Hacker News new | ask | show | jobs
by visarga 2242 days ago
If you want interpretability you can use Transformer and look at the attention heads. Or, like in a recent paper, train a language model to give textual justifications for its decision.
2 comments

Yes. Been there, done that (by "that" I mean looking at attention heads, not generating verbal "justifications" -- the latter is on my want-to-try-it list, even if only out of curiosity) :-)

FYI, Vaswani-style query-key-value self-attention mechanisms can be understood as a type of capsule-routing algorithm -- one in which the capsules are in the form of vector embeddings (each representing a token in a context), the activations are in the form of attention heads (representing which input tokens are most active for each output token), and the number of input and output capsules is the same (for every input token there is an output token).

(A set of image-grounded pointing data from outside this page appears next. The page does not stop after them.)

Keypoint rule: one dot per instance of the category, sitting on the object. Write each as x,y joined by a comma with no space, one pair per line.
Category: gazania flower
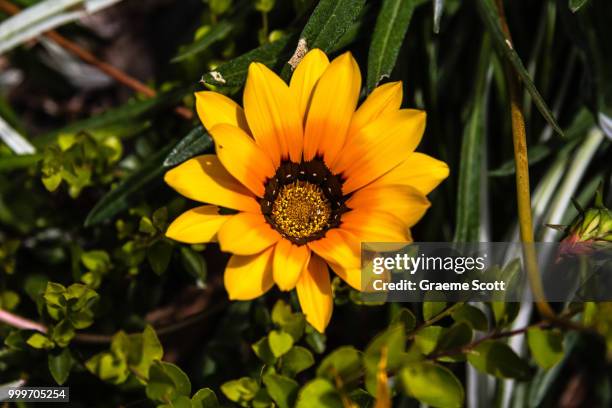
311,177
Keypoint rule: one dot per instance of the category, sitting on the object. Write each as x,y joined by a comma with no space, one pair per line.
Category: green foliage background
133,319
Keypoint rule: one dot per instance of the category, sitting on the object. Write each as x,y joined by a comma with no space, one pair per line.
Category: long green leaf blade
489,15
329,21
576,5
196,142
232,74
470,167
389,32
130,189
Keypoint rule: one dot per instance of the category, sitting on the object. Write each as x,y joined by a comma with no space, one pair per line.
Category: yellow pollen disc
300,210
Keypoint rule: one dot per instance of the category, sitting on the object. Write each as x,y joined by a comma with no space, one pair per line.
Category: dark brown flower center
302,201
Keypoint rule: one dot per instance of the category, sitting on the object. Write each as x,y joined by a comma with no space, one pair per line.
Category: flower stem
523,194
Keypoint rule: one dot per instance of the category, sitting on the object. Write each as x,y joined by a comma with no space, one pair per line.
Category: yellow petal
289,262
241,156
374,226
384,99
338,247
305,78
332,106
246,234
214,108
198,225
273,115
379,147
419,171
315,295
404,202
204,179
248,277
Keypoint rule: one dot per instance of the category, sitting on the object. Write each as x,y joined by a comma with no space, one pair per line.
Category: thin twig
523,194
563,321
89,58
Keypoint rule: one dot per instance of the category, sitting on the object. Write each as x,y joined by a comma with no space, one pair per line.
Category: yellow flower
310,175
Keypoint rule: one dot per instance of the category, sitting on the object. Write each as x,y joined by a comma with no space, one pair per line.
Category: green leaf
159,255
428,337
9,163
296,360
204,398
467,228
167,382
40,341
498,359
471,314
196,142
241,390
405,317
431,309
232,74
576,5
329,20
292,323
438,10
432,384
216,33
505,312
263,351
283,390
389,32
181,401
546,346
393,341
129,190
108,367
489,15
456,336
96,260
344,362
280,342
318,393
144,349
52,181
194,263
60,365
8,300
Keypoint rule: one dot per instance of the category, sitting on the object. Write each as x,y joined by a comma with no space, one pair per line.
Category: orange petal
333,103
379,147
241,156
198,225
289,262
418,170
273,115
315,294
338,247
248,277
305,78
384,99
204,179
246,234
214,108
404,202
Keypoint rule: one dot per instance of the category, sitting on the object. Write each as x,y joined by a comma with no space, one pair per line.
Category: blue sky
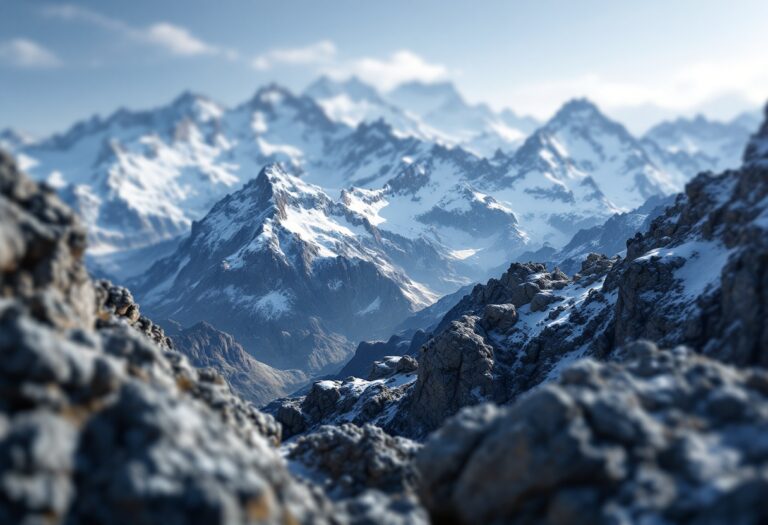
640,61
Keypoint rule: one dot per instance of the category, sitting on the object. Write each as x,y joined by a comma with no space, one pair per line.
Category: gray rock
608,443
353,459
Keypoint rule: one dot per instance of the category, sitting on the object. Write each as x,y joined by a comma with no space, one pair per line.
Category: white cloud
178,40
319,53
401,66
24,53
171,38
680,91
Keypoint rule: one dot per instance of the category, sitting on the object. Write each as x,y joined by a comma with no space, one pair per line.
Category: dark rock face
455,370
609,238
375,400
605,444
369,352
353,459
206,347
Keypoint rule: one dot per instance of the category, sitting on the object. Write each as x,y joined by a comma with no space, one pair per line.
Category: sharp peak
263,92
277,176
188,97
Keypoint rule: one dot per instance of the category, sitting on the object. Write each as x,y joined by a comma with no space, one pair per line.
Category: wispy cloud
23,53
680,91
171,38
401,66
177,40
317,54
384,73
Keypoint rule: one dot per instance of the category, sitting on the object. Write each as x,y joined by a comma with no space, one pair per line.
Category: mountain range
290,220
634,391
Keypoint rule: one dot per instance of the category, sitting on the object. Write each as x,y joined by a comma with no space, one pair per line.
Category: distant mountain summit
293,275
699,144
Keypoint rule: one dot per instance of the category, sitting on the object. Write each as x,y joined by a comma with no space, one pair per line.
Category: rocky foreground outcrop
98,422
666,436
102,421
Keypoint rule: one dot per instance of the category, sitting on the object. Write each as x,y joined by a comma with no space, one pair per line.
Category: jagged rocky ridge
252,380
101,421
651,437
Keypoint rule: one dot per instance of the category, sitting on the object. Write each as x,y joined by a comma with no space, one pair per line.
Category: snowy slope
476,128
293,275
708,145
696,277
143,177
434,112
442,214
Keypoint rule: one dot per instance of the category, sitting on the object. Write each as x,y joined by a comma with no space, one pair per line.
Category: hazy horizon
62,62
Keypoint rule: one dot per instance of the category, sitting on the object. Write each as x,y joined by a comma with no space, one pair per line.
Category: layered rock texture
101,421
663,437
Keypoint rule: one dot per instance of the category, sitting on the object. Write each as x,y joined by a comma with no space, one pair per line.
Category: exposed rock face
608,444
697,277
279,266
257,382
374,400
368,353
41,249
712,248
354,459
101,421
455,370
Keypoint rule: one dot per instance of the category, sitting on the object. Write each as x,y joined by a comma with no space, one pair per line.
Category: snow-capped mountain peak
757,149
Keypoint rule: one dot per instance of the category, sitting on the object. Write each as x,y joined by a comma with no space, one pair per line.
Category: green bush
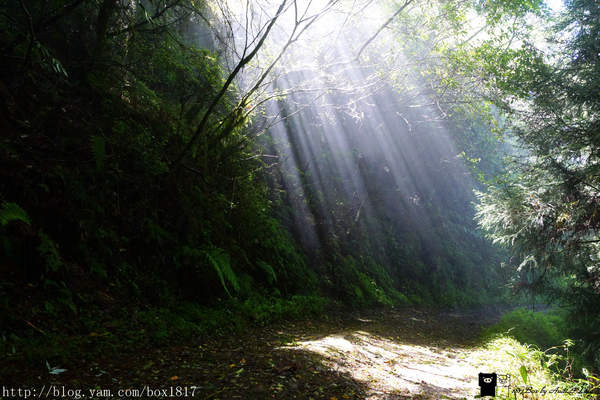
543,329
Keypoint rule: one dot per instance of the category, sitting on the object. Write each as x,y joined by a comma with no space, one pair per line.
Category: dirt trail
392,354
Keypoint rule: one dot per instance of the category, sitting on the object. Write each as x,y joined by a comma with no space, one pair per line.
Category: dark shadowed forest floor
388,354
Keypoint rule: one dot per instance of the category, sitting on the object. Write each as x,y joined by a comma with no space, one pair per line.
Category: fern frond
220,261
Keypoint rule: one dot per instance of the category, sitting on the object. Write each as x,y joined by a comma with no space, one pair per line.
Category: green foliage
12,212
220,261
543,329
48,250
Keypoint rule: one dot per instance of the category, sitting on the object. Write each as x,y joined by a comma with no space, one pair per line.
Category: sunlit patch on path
394,370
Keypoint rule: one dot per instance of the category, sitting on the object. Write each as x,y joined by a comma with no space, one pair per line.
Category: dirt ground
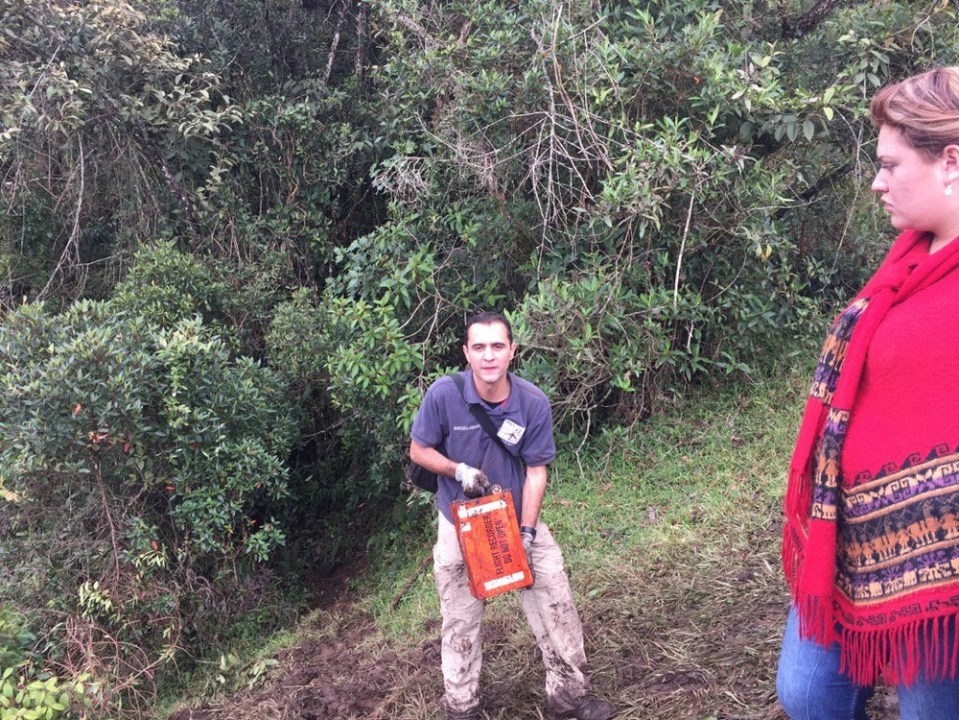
694,668
701,646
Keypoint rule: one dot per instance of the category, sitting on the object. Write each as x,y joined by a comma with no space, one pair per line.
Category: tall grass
671,535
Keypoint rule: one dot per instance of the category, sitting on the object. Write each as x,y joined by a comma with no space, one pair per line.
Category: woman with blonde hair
871,543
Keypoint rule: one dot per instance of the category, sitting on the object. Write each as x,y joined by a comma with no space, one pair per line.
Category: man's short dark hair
487,317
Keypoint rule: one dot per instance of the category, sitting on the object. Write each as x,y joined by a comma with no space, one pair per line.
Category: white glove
474,481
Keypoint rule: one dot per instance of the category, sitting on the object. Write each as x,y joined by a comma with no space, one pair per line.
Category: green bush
146,477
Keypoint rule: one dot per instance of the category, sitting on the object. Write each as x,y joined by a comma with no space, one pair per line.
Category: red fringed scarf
872,555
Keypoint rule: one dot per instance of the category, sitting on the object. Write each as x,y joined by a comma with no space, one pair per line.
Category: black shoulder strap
479,413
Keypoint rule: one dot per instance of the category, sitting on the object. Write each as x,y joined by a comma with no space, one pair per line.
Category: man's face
488,351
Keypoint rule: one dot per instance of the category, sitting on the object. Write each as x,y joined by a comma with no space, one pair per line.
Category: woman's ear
950,160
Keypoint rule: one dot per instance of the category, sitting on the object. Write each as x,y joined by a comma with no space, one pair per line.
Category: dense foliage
239,239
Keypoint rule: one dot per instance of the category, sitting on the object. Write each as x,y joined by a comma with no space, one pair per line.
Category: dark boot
588,709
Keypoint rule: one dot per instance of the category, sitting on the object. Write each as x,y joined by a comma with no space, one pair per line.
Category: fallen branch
423,565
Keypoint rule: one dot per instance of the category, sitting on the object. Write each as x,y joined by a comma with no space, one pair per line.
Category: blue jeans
810,686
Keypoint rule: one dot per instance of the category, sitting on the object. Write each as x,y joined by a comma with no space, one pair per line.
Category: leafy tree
144,474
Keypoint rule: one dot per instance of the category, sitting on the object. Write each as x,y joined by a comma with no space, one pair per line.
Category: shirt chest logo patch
510,433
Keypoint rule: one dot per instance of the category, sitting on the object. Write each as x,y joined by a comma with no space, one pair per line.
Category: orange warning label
492,547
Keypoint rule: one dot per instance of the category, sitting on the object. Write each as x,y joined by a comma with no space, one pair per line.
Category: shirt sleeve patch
511,433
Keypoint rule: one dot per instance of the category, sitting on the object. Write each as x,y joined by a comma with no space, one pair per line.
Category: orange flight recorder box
491,544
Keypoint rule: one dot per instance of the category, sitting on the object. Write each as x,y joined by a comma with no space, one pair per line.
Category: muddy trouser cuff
549,609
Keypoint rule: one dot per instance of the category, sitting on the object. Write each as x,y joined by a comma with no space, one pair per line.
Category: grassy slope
671,538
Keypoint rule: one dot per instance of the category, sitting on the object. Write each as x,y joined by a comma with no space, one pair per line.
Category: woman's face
912,187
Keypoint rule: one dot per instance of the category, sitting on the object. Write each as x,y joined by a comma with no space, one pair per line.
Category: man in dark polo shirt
447,439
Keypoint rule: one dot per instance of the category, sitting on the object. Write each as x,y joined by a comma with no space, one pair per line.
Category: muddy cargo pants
549,609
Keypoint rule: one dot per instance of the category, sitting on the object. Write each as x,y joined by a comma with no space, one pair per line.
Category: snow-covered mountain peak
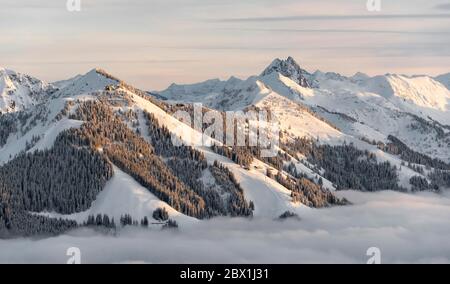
95,80
291,69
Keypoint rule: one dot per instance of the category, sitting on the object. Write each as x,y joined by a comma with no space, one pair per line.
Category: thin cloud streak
356,31
335,17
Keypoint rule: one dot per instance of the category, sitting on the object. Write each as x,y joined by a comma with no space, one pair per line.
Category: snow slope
123,195
19,91
444,80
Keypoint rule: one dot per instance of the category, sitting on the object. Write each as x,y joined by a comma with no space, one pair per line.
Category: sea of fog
406,228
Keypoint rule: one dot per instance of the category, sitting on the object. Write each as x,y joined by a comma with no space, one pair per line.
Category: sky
153,43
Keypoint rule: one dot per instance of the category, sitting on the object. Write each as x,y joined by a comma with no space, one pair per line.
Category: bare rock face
291,69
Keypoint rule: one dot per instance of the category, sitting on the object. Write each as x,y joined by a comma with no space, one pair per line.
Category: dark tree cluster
100,221
161,214
18,222
440,178
397,147
289,215
241,155
132,154
189,165
419,184
235,204
307,192
7,126
65,179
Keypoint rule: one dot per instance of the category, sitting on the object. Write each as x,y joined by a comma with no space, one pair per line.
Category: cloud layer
407,229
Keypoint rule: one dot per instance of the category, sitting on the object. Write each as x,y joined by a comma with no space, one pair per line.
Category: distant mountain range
95,151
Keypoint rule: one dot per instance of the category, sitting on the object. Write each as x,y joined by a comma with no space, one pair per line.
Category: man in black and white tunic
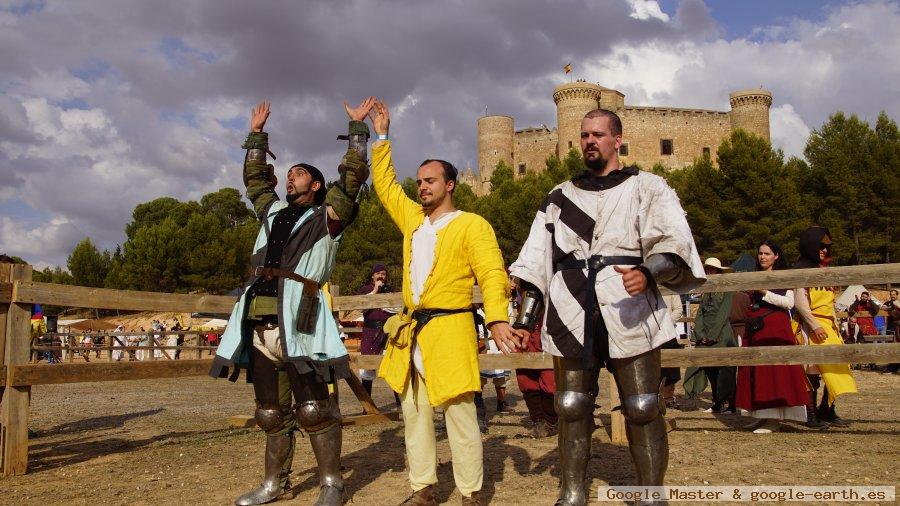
599,246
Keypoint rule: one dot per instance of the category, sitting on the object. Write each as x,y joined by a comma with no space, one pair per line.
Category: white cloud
54,239
845,62
646,9
789,131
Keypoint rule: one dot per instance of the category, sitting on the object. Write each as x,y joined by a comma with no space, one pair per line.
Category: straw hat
716,264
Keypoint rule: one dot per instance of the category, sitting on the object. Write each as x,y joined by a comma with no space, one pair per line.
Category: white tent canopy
851,293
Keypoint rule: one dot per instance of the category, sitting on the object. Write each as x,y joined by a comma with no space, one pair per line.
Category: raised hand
359,112
381,118
258,116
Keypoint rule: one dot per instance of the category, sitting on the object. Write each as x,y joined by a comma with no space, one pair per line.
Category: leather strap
309,286
423,316
596,262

Here, I'm talking more generally about using capsule-routing algorithms in which the capsules can be of any shape (they can be vectors, matrices, or higher-order tensors), the activations can be computed via different proposed mechanisms (including self-attention of course), and the number of input and output capsules need not be the same (e.g., with some algorithms it's possible to have a variable number of input capsules and a fixed number of output capsules).

As I wrote elsewhere on this thread, the routing algorithms I find most interesting are those in which each output capsule is a probabilistic model that "must explain input data better than other output capsules" in order for the capsule to activate.[a]

[a] https://news.ycombinator.com/item?id=23067556

> train a language model to give textual justifications for its decision.

This doesn't work for humans. Sure, they'll give an explanation, but they don't fully understand their own decision making process so they can't reliably explain it. I am not sure which paper you're referring to, but how did the researchers address this issue?